Heads from Microsoft, Bayer and Tata Steel among new climate accounting body
The first big names behind a project to develop an alternative to the GHG Protocol have been announced.
The International Chamber of Commerce (ICC) and Carbon Measures have appointed 10 members to its new Technical Expert Group on Carbon Accounting.
They include Microsoft’s head of sustainability science and innovation, Amy Luers; Bayer’s head of engineering and technology, Armin Knors; and the chief financial officer of Tata Steel Group, Koushik Chatterjee.
Carbon Measures was launched last year, with the backing of Exxon, BASF and Bayer.
With the ICC, it wants to create a new ledger-based framework for calculating greenhouse gas emissions, which will potentially offer an accounting alternative to the GHG Protocol.
Real Economy Progress explains the initiative in more detail in this article.

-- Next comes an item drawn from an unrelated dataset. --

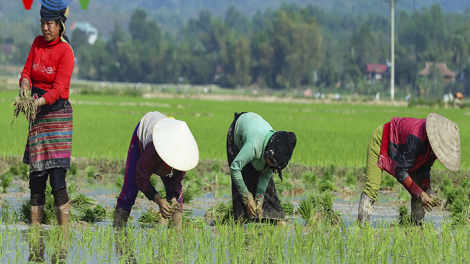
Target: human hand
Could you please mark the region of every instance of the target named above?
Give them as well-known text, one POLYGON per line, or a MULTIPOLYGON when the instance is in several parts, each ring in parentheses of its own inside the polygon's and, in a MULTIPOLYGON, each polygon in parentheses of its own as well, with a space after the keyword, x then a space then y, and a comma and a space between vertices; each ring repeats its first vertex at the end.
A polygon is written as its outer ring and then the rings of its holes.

“The first group reflects a shared ambition to establish a system that will accurately differentiate low-carbon products, enabling policy and market competition to accelerate meaningful emissions reductions,” said Amy Brachio, the CEO of Carbon Measures, in a statement.
Alicia Seiger, a board director at both the Chan Zuckerberg Initiative and the E-Ledgers Institute, is also on the new technical committee, along with senior figures from finance and academia.
The application window has been extended to February 15th, and the second cohort of panel members is expected to be announced shortly after that.